The Fortune Most Powerful Women Summit kicks off in two weeks with a twist on mentoring: 35 high school seniors will interview certain inspiring women leaders—including fashion entrepreneur Tory Burch, Lululemon (lulu) CEO Christine Day, Gilt Group Chairman Susan Lyne, singer Rosanne Cash—about success and how to get there.
Also in this mix of MPW mentors: Tyra Banks. The supermodel-cum-media entrepreneur created the TV hit, America's Next Top Model, has released her first novel, Modelland, and is doing a variety of web projects. For a lot of young women, Banks epitomizes power. Last week when I interviewed her for the MPW-Yahoo (yhoo) Power Your Future series, she spoke a simple truth about a lot of powerful women (and many men too): Success, more often than not, is born out of insecurity.
Banks grew from introvert to "mean girl" to "freak girl"—tall and gawky and insecure—by her early teens. "I became a victim of mean girls," she says, adding, "I became the victim of myself."
But then on her first day of high school, a girl tapped Tyra on the shoulder and asked, "Are you a model?" That was all it took to give her a little self-esteem. Starting to model in 11th grade, she was college-bound (with acceptances from UCLA, USC, and Loyola Marymount) but got a chance to go to Paris to model. She deferred college and gave herself a year to become a supermodel.
And she did—because, she says, her mother told her that she had to distinguish herself from the competition. Before leaving for Paris, Tyra spent countless hours in the library, studying the top fashion designers and models over the decades. "I have to get a signature walk," she told herself. Her first year in Paris, Banks broke the record for most fashion shows by a newcomer.

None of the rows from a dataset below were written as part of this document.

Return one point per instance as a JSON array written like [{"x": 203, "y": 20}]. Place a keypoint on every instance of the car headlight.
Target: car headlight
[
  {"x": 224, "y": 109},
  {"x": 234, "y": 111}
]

She wrote Modelland in between empire-building and going to Harvard Business School. In the fantastical novel she is speaking to girls and young women as insecure as she used to be. "I want to expand the definition of beauty so more girls can feel beautiful when they look in the mirror," she says.
Now Banks, 37, wants to have her own kids—and marriage to her longtime boyfriend, investment banker John Utendahl, isn't essential to her plan, she says. Children would be a huge commitment for a woman who has few hours to spare as it is. But if Banks had one more hour in the day to do something good, how would she spend it? "I think I would get the phone numbers of certain girls who reached out to me and were having some issues with their self-esteem," she replies. She says she would ask these girls to look in the mirror, find one thing great about themselves—their nose, toes, whatever—and next month, look again. And again.
Real power, says Banks, is "the power to make change, the power to be effective"—and all about passing it on to the girls. "It's the power to make them feel better," she adds.